Saturday, July 07, 2007

a trip to the theater : in between days (directed by so yong kim)

as i sit down to write about this film, it's fitting that right next to me fellow members of my media collective and i are editing a scene for our upcoming documentary with the working title of evolve - it is fitting because the scene we are working on is about a young teenage immigrant and his adolescent experience.

since it played at sundance this past year, many have compared the film to other tales of awkward girls coping with and working through life as an adolescent. and deservingly so, they highlight the strikingly honest performance of jiseon kim in portraying the teenage protagonist. but to simply call so yong kim's film about a young korean girl sorting through teenagerdom a portrait of youthful angst, ignores what really helps to tie the film together, the location of her journey, toronto.
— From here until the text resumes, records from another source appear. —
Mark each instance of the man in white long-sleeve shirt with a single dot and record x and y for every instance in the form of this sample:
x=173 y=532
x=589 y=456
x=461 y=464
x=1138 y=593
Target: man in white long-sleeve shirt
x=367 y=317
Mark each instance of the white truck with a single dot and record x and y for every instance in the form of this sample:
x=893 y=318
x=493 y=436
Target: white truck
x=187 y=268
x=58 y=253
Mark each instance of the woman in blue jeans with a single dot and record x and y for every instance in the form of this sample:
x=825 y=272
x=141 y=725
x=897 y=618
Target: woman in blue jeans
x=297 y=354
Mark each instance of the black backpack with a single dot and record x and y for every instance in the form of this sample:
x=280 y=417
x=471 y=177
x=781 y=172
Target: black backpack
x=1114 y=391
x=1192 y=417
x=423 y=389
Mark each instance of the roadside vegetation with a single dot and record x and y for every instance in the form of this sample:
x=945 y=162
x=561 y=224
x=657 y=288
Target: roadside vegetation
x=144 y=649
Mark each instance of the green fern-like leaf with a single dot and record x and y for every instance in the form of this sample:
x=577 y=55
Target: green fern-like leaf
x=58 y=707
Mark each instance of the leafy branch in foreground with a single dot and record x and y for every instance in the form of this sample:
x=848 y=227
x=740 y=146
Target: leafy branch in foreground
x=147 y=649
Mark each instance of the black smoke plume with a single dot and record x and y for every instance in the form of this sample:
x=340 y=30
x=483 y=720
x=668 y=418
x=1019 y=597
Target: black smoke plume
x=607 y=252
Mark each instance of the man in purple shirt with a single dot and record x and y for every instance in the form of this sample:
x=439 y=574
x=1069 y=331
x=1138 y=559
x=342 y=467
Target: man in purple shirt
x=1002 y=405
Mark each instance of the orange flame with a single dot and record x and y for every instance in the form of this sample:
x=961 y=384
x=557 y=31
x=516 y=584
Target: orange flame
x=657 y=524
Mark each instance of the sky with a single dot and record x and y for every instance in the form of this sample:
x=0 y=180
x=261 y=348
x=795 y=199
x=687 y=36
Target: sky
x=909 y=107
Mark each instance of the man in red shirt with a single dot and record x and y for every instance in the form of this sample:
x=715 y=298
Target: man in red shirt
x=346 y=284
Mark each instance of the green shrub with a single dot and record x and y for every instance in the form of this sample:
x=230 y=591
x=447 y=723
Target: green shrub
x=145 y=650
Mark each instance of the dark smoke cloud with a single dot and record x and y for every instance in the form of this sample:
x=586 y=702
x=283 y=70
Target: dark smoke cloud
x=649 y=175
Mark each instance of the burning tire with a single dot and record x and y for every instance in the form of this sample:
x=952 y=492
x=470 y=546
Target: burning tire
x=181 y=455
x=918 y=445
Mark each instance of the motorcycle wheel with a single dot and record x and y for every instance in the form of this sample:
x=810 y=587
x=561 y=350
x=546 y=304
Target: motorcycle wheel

from the opening shot, where the young lady of our story, aimie, tells her absent father about the coldness of toronto, it is clear that where she is, is as relevant as who she is in the story. the brisk moments of voiceover to relay the letters she sends to her father, create the foundation for the plot of aimie's crush on her best friend tran.

it is location that sets her apart as on outsider in terms of language, defines her as a young woman without a father figure and also as having a mother focused only on her educational success and not on her emotional state. these elements make every glance that kim's aimie gives and every move she makes, take on a irreplaceable silent meaning.

the immigrant perspective allows the film to forgo traditional plot points and instead become an observational journey that feels instead of tells. it abandons the overused and too often seen and in turn aimie's story transcends her longing for tran to tell her he likes her and enters into a territory everyone, young and old, can relate to - an unfortunate rarity in films today.